TD Mortgages Go Collateral...Is What's Good for Them Good for You?

TD Mortgages Become Collateral Charges...& Hand-Cuffs to Unsuspecting Borrowers

Presented as an opportunity for borrowers, TD’s switch from registering on title a document for a specific mortgage amount to registering a loan agreement that can represent up to 125% of the value of the property is not merely paper shuffling. This change will tie borrowers to this lender and make it difficult to access available equity if this lender’s criteria are not met. The initial mortgage loan might total 60% of the real estate’s value, but to take out a further 20% later may not be simple even though the blanket collateral charge is registered on title, making borrowing through a different bank or mortgage broker difficult if not completely impossible.

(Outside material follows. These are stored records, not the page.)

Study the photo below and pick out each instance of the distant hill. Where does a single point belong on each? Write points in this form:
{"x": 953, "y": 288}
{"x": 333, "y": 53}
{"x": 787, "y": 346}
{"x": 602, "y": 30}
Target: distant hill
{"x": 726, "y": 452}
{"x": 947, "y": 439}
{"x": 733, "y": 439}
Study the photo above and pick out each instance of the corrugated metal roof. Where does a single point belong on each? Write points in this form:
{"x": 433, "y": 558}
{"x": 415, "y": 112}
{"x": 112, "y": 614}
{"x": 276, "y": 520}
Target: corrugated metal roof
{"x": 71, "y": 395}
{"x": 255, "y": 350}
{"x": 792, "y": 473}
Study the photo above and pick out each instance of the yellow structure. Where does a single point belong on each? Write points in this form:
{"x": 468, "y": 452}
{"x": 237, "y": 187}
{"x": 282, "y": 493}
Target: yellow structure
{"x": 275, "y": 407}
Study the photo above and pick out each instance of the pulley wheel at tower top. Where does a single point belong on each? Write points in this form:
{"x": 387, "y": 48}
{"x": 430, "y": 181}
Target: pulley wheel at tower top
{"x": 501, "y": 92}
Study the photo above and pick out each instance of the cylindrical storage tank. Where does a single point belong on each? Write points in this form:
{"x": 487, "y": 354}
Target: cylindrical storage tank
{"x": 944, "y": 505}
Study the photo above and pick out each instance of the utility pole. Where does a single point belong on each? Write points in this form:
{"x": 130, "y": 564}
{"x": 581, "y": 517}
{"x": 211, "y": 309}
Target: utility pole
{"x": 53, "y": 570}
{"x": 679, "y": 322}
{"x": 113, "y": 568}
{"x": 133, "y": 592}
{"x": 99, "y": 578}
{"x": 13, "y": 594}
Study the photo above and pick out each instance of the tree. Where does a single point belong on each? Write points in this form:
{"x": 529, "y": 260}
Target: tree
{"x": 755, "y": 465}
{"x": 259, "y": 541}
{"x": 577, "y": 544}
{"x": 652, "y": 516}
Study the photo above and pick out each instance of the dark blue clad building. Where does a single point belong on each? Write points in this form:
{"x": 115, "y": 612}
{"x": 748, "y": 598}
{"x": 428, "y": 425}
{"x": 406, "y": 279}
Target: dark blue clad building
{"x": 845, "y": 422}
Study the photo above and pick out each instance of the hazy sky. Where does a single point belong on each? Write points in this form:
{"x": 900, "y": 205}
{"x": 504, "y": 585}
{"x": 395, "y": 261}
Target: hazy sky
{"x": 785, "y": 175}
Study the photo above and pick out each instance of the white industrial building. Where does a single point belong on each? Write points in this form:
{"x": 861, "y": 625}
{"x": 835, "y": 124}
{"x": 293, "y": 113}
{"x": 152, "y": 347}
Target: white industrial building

On October 8, Editors Melanie and Rob McLister announced on CanadianMortgageTrends.com that after October 18 “TD Mortgages To Become Collateral Charges ” while Mortgage Broker and Editor of CanadaMortgageNews.ca labelled this news as “Introducing the new TD mortgage…hand-cuffs included .” Well respected by the industry, comments on these blogs raise issues from the clientperspective, which is not always evident in product announcements frombanks and other lenders.

The pitfalls and potential that occur to knowledgeable readers (many of them mortgage brokers)  of these widely-acclaimed blogs appear in the comment sections of those postings, so there is little need to rehash the pros and cons here. Just a reminder: The print and ebook versions of Reverse Mortgages: Best Friend, Worst Enemy...Your Choice! cover many of the concerns and questions that consumers should raise when dealing with any lender or considering any encumbrance of the equity in their property:

“My advise to anyone looking at a TD mortgage is to be careful…make sure you understand all the terms, conditions, the differences and the limitations…you be the judge… is this a good thing for the client or is it a good thing for the Bank??  Will other Banks follow?  Some might say this is like putting handcuffs on the client… I tend to agree… “ said Steve Gaganis on his blog CanadaMortgageNews.ca

We repeat the caution here: Banks and other mortgage lenders are in business to make the most profit possible, with the minium amount of hassle, in the fastest possible time. They are not in business to look after you and your real estate—that’s your job: Home Equity Management. The issues covered in the book "Reverse Mortgages" and in the education program "Reverse Mortgages & Home Equity Management, In Context" help professionals understand how the long-term issues of reverse mortgages can be ignored or misinterpreted by consumers and by themselves since spending equity, instead of building equity is new to most professionals and advisors. Consumers and their advisors may be long overdue for similar care with traditional or forward mortgages.